Leggiamo sul sito di Santacittarama, Monastero Buddhista nella Valle del Tevere:

La tradizione della foresta è il ramo del buddhismo Theravada in Thailandia che si attiene più strettamente alle regole monastiche originali, così come stabilite dal Buddha. Inoltre, questa tradizione, enfatizza molto la pratica della meditazione e il raggiungimento dell'illuminazione come ragione della vita monastica. I monasteri della foresta sono principalmente orientati alla pratica del sentiero buddhista: la contemplazione della visione profonda. Questo comprende una vita di disciplina, rinuncia e meditazione, volta ad ottenere una pace e una verità interiore, così com'è stato insegnato dal Buddha. Vivere una vita di austerità consente alla comunità monastica della foresta di semplificare e affinare la mente. Questa pratica permette ai monaci di esplorare con chiarezza e in modo diretto le cause fondamentali della sofferenza nel proprio cuore, mentre coltivano interiormente il sentiero che porta alla liberazione dalla sofferenza e ad una più alta felicità. Vivendo in modo frugale, con poche proprietà, i monaci godono della gioia di una vita senza oneri sociali e possono abbandonare l'avidità, l'orgoglio, e le altre cattive abitudini che opprimono la nostra mente.

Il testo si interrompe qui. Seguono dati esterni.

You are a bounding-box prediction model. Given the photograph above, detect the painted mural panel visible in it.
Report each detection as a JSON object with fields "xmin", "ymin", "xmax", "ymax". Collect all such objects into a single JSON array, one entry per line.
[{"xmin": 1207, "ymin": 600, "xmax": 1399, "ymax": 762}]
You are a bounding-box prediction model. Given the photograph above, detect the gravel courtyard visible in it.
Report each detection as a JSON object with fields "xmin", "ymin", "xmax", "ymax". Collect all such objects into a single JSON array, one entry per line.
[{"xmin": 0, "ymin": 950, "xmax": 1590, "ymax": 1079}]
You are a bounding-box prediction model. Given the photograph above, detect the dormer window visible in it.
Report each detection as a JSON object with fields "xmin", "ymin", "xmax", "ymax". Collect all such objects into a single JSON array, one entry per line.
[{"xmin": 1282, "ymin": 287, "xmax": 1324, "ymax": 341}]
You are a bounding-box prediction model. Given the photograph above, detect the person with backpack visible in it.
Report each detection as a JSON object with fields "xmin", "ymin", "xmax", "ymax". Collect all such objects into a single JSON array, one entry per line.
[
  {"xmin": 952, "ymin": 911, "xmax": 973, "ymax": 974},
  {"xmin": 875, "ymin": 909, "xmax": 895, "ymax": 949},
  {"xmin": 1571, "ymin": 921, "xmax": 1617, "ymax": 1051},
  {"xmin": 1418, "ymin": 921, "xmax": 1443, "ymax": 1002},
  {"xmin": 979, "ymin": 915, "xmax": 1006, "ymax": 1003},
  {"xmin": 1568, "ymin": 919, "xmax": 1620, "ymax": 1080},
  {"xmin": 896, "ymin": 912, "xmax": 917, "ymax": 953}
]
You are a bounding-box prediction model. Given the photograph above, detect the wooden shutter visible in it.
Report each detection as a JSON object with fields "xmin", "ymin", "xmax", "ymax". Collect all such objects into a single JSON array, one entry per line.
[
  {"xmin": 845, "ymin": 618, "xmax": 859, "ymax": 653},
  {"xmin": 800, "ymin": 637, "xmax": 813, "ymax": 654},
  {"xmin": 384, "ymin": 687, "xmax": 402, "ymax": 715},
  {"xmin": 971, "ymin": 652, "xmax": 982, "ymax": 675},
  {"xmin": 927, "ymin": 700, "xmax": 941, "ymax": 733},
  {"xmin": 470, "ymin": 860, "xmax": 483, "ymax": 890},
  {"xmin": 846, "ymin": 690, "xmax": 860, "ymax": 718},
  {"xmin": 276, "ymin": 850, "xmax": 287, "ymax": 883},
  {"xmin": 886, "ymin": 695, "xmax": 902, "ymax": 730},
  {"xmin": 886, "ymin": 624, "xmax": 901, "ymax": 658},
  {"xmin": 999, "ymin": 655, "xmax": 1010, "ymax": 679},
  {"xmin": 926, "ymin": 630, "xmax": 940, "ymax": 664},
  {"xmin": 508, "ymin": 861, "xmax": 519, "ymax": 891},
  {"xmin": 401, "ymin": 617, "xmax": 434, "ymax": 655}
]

La comunità monastica della foresta vive in costante contatto con la comunità laica e da essa dipende. Mentre i laici forniscono il sostegno materiale ad una vita basata sulla rinuncia, come il cibo e la stoffa per gli abiti, i monaci garantiscono ai laici l'insegnamento e l'ispirazione spirituale. I monaci della foresta seguono 227 regole di condotta. Devono mantenere il celibato, mangiare solo fra l'alba e il mezzogiorno e non toccare il denaro. Normalmente praticano il Tudong: un'attività che consiste nell'attraversare a piedi i villaggi e la campagna, sia in pellegrinaggio sia alla ricerca di un posto solitario dove potersi ritirare nella natura. Durante questa pratica, i monaci dormono dove capita e mangiano solo quello che viene loro offerto lungo la strada dai laici.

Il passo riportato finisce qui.